Neural Stem Cells in the Adult Brain: intrinsic and extrinsic factors that regulate their self-renewal and differentiation.
In adult vertebrates, somatic stem cells (SC) are self-renewing and multipotent undifferentiated cells, that maintain the integrity of the host tissue and offer a potential source of cells for regeneration after injury at young ages. Impairing the balance between SC self-renewal and differentiation paves the way to either tissue functional and structural impairment and may lead to tumorigenesis. SC have been found in the mammalian central nervous system, where they contribute to the homeostatic balance by addition of new neurons and glial cells to the brain once development has concluded. Within specialized niches, the microenvironments where they dwell, neural stem cells (NSC), derived progenitors and differentiated progeny are stratified within a highly regulated hierarchy and coordinated to maintain the necessary cellular production to uphold adult tissue renewal. Notwithstanding NSC contribution to homeostasis, their regenerative capacity is limited and unable to replace lost neural populations to induce a real functional recovery in situations of brain damage. However, since they can activate in reaction to some types of lesions, the population of NSC is regarded as a potential cellular target for regenerative medicine.

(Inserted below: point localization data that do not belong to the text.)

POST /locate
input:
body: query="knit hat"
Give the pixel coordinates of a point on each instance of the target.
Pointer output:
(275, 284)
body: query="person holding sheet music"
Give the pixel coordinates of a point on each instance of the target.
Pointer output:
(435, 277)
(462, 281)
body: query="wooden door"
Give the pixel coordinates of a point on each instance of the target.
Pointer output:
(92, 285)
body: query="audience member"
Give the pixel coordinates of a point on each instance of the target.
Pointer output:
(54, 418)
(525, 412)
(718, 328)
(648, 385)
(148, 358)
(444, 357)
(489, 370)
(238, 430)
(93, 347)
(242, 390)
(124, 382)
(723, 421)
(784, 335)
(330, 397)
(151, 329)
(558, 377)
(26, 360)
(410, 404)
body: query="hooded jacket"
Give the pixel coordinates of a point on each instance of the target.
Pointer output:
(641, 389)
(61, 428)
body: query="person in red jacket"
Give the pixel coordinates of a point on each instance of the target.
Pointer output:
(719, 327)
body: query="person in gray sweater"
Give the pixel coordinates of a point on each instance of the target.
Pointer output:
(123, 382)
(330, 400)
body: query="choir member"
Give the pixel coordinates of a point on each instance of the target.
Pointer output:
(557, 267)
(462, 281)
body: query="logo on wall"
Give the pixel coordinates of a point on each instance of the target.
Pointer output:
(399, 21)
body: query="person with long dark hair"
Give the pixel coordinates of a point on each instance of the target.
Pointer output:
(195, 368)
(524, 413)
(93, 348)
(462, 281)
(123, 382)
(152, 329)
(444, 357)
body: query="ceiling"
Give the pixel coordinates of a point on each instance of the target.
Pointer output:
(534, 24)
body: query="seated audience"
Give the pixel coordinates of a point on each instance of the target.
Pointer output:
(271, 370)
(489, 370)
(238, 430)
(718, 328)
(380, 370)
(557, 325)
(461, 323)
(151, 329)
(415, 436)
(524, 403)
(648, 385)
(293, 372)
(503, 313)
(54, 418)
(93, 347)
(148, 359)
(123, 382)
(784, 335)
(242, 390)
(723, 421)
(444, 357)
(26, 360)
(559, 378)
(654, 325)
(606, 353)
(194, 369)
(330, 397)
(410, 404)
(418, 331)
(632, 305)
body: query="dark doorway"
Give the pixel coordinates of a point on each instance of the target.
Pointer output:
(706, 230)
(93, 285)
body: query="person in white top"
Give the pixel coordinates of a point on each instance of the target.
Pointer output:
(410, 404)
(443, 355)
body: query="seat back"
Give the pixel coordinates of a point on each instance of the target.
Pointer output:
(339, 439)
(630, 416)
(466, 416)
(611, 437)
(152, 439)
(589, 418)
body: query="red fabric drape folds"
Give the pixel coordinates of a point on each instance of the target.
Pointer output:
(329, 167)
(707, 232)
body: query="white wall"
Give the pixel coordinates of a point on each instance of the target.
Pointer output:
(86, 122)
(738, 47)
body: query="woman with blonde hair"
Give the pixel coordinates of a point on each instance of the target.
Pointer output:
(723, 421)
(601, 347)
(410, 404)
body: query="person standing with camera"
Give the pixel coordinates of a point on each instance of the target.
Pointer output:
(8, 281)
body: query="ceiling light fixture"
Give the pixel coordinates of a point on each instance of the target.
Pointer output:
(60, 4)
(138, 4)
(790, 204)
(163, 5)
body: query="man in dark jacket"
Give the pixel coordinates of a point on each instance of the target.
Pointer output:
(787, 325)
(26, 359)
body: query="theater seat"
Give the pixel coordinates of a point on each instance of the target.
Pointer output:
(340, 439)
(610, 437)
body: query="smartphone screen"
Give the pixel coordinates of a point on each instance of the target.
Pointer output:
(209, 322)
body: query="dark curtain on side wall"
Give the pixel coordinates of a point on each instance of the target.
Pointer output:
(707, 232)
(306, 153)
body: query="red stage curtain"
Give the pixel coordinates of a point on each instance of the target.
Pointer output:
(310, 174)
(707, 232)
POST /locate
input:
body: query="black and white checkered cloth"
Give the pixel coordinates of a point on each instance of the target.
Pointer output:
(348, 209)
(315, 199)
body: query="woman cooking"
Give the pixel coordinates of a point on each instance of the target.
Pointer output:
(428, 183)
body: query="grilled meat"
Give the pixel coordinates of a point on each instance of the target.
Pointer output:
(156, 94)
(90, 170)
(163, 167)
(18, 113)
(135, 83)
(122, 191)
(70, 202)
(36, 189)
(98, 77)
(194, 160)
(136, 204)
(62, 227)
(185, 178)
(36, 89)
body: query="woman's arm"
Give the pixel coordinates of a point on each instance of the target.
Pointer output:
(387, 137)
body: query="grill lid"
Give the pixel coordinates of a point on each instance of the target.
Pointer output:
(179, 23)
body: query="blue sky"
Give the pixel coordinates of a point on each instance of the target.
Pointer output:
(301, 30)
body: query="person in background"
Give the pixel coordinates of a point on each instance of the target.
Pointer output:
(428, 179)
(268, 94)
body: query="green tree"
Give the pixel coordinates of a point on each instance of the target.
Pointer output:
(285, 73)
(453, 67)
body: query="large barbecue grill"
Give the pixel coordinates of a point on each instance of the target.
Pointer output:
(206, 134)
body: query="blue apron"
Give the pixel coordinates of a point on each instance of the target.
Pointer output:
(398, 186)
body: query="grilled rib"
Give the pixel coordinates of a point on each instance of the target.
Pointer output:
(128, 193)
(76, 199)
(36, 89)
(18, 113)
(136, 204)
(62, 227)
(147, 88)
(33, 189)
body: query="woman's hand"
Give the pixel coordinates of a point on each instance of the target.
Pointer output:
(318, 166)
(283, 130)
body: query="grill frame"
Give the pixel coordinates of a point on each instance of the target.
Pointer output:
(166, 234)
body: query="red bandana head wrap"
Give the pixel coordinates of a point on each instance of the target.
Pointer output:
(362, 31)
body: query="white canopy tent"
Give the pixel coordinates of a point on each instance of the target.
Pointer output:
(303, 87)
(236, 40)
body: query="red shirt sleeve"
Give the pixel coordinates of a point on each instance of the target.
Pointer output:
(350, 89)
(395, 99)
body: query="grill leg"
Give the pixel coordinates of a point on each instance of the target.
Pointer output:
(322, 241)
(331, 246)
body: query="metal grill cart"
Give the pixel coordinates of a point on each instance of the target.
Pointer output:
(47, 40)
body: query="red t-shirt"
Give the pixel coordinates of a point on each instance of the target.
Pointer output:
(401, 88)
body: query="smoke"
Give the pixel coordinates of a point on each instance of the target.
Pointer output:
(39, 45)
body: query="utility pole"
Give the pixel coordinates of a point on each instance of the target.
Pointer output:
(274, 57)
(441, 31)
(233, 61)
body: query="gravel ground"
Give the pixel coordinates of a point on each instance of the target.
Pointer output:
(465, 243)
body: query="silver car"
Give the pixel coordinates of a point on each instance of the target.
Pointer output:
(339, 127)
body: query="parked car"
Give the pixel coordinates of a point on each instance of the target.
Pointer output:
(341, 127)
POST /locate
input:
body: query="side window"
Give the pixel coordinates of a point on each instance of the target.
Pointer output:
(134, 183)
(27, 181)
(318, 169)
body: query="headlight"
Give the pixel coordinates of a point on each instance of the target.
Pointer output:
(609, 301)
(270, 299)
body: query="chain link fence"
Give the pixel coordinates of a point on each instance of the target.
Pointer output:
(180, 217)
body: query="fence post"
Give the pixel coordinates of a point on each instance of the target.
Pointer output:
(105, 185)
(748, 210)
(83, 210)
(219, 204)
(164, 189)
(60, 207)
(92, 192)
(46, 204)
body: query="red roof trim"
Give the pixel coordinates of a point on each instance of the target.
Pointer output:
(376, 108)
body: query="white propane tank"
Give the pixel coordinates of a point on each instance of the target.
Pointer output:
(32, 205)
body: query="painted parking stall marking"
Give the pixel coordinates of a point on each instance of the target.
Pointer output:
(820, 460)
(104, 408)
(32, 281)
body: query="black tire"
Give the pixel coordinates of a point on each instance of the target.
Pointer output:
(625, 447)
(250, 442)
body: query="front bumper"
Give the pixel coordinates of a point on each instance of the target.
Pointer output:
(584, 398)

In our group, we focus on the molecular characterization of the pathways involved in mammalian NSC self-renewal and differentiation to neuronal and glial populations. To this end, we use tissue specific conditional and inducible loss- and gain-of-function mouse models. We are mostly interested in pinpointing molecular targets to effectively manipulate these processes on demand. This strategy holds the potential for exploiting NSC and their progeny for replacement/regenerative therapeutic interventions, in physiological ageing or pathological situations stemmed from neurodegeneration or demyelination.
Polo like kinase 1 (PLK1) is an essential gene coding a druggable serine/threonine kinase with crucial roles. Although the canonical functions of PLK1 are related to cell proliferation, as to drive mitotic cell cycle and serving to establish a functional bipolar spindle during mitosis, unexpected mitosis-independent roles are emerging. In this regard, we have contributed to describing the role of Plk1 in the control of cell fate during embryonic neural progenitor division (Gonzalez-Martinez, et al., 2022), and we have established that Plk1 is a key player in adult NSC self-renewal and neuronal differentiation (Barrios-Muñoz, PhD Thesis, 2021).